Updated: Jul 31, 2022


Blog #3:

How important are our looks to our self-esteem?

Is external beauty more important than internal beauty of our soul?

Do you feel discriminated against due to your looks?

Do you feel more lonely and threatened due to your looks?

do you consider yourself better looking than others?

Are you willing to admit your lack of empathy for those not as fortunate as you?

Do you consider yourself a below average looker? Does it really matter how you look?

The Mahabharata Context:

King Pandu is the father of the five Pandavas and the son of King Vichitravirya. His birth was through surrogate fatherhood (Niyoga) born to his mother and as the son of sage Vyasa. During the conception his mother was so scared to see sage Vyasa that she turned pale and shrivelled in the presence of the sage. The result was that King Pandu was born with dull, lifeless yellow skin which made him unattractive. Pandu was strong, brave and a highly skilled warrior trained by the invincible Bhishma himself. Pandu conquered and annexed many neighbouring kingdoms growing the empire. He was was married to two beautiful princesses, Kunti and Madri from a neighbouring kingdom. However the pale Pandu probably struggled to attract amorous attention from these two queens. He was resentful and killed two mating deers in the forest by deliberately shooting arrows at them. One of the deer was Sage Kindama who was shocked at this cruel act. When unrepentant Pandu defiantly justified his right as a hunter to hunt any animal of his choice Kindama cursed him that if he ever approached his wives with any intentions of making love to them he would instantly die. In the Mahabharata, King Pandu died in the forest after approaching his queen Madri. This then leaves Queen Kunti as the single mother to her five children, the Pandavas.

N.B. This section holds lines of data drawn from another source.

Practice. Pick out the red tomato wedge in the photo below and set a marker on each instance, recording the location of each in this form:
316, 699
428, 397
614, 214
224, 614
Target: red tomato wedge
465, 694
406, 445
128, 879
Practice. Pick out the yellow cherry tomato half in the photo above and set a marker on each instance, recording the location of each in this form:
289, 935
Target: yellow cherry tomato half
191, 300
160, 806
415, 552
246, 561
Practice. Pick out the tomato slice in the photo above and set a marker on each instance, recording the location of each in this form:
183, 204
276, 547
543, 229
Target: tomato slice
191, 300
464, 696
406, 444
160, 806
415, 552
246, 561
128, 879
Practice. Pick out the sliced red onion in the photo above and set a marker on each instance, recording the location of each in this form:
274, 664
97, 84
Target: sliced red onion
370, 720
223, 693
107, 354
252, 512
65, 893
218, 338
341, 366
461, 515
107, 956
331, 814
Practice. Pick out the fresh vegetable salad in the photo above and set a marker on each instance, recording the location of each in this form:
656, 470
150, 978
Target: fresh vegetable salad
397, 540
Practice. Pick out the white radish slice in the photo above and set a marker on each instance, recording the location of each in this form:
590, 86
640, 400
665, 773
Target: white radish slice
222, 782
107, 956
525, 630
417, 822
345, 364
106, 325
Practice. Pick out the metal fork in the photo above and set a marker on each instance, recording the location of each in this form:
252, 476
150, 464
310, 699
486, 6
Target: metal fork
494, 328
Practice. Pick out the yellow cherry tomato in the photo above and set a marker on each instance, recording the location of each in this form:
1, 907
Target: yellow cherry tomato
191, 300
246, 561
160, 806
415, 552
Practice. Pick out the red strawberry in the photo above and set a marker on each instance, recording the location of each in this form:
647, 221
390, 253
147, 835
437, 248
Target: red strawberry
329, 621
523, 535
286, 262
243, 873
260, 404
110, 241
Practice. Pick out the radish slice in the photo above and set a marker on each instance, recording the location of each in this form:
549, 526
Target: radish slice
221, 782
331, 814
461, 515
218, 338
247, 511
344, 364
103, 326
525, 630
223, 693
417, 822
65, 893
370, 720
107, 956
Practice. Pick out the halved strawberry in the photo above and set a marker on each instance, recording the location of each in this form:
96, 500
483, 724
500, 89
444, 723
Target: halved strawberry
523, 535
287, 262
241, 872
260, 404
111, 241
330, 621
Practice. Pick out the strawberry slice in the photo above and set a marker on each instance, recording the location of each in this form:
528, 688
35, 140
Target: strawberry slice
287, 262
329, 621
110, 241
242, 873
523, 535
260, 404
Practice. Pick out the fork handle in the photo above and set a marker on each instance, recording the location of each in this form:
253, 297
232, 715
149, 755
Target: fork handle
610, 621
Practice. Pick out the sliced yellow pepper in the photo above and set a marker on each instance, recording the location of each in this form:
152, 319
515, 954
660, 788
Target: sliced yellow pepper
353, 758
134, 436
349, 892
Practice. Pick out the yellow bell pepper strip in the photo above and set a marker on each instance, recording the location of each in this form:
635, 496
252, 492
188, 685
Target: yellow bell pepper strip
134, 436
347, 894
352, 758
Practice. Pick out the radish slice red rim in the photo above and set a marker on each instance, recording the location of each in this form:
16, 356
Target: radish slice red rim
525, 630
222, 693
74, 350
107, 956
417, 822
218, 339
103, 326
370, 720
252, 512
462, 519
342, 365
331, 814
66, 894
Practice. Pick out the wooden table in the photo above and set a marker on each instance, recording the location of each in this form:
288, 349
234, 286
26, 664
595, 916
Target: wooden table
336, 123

Our null hypothesis of the King Pandu persona

The king Pandu represents our lack of self-esteem due to poor body image. We all struggle with our self-created image of physical perfection that we don't match up to. Curly hair, straight hair, long hair, blue eyes, brown eyes, hazel eyes, thin waist, six pack abs, shapely eyebrows, good teeth, long legs, nice lips, cute smile, being tall, being white, getting a tan, etc. etc. I sometimes wish I looked like Tom Cruise but lord knows he himself has Brad Pitt envy. We are surrounded by advertising and promotions of what we need to look like. We exercise, diet, groom and yet beat ourselves up since we never measure up to our own standards. This is of course mere mortals like us.

The few of us who are anointed as "most beautiful" or somehow told we are physically perfect have a fair share of mental issues to deal with when age catches up. But even before they age, these perfect specimens struggle with eating disorders, depression and other worries to maintain their perfect image and to retain the adulation of their many fans.

Lesson learned: We are all beautiful and built in the divine image of how the Lord wanted us to be. What makes each of us beautiful is uniquely is our smile, the best window into our soul. Let us focus on saying thank you for this chance at life rather than bemoan the lack of a Jason Momoa look.